A new exhaustive investigation has found that Invisible Children, the non-profit behind the controversial viral KONY 2012 video, shares profound ties with The Family (aka The Fellowship), the secretive fundamentalist organization widely believed to be behind Uganda’s infamous ‘Kill the Gays’ bill.
The Family/Fellowship has been described as one of the most politically well-connected ministries in the United States. It shuns publicity and its members share a vow of secrecy.
Founded in 1935, its growing political clout was brought to widespread public notice by journalist Jeff Sharlet in books ‘The Family‘ and ‘C Street: The Fundamentalist Threat to American Democracy‘ as well as through extensive coverage on The Rachel Maddow Show.
The group follows the doctrine of Dominionism: conspiring to seek influence or control over secular civil government through political action with the goal of either a nation governed by Christians, or a nation governed by a conservative Christian understanding of biblical law.
Jesus = Lenin, Ho Chi Minh, Bin Laden
Sharlet has stated that the organization fetishizes power by comparing Jesus to “Lenin, Ho Chi Minh, Bin Laden” as examples of leaders who change the world through the strength of the covenants they had forged with their “brothers”.

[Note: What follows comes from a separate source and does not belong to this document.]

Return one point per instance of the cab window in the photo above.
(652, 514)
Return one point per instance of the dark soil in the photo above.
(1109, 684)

The new report by Bruce Wilson found extensive social and professional associations between the two groups. At least two of Invisible Children’s programs have involved collaboration with The Fellowship and its members. This includes a network of elite evangelical indoctrination centers in Uganda, which groom Christian youth for future leadership roles in the country.
Those centers work to raise up a cadre of elite Jesus-centered leaders who will transform their nation along “Biblical” lines; one apparent objective is the categorical elimination of homosexuality.
Commenting on the report, Wayne Besen, of the group Truth Wins Out, which has worked to alert the world to anti-gay religious activity, said:
“Given the incestuous ties, it is sometimes difficult to tell where Invisible Children ends and The Family begins. What is vexing is that both groups rightfully despise the murderous actions of Joseph Kony, but appear to be comfortably in the pocket of Uganda’s oppressive fundamentalist Christian dictator Yoweri Museveni. If these groups truly stand for freedom and liberty, it is difficult to understand their cozy relationship with the Ugandan strongman.”
Last month extensive funding to Invisible Children from conservative Christian organizations, including from The Family/Fellowship, was revealed, but this new report is the first to connect the two so intimately.
Alternet has reported that in a visit to Liberty University, a Christian college, Invisible Children leader Jason Russell encouraged students to use “extremely low-key, or stealth evangelism.”
Invisible Children, which releases the sequel to the KONY 2012 video today, has yet to comment on the new report.
Last month, in an international first, a federal lawsuit was filed against an American anti-gay extremist over persecution of gay people in Uganda.
The anti-gay activism in Uganda, stoked by evangelical Americans, does appear to be backfiring: Voice of America reports a strengthening and more visible LGBT community there.
Frank Mugisha, head of a Kampala-based NGO called Sexual Minorities Uganda, attributes some of this progress to continuing international pressure to recognize homosexual rights.
Lesbian rights activist Joanitah Abang says it has become easier for the homosexual community to participate in public events, such as a march several weeks ago in which several dozen gay activists walked the streets brandishing posters. She says that under the watchful eye of the international community, police are no longer likely to arrest them at public demonstrations.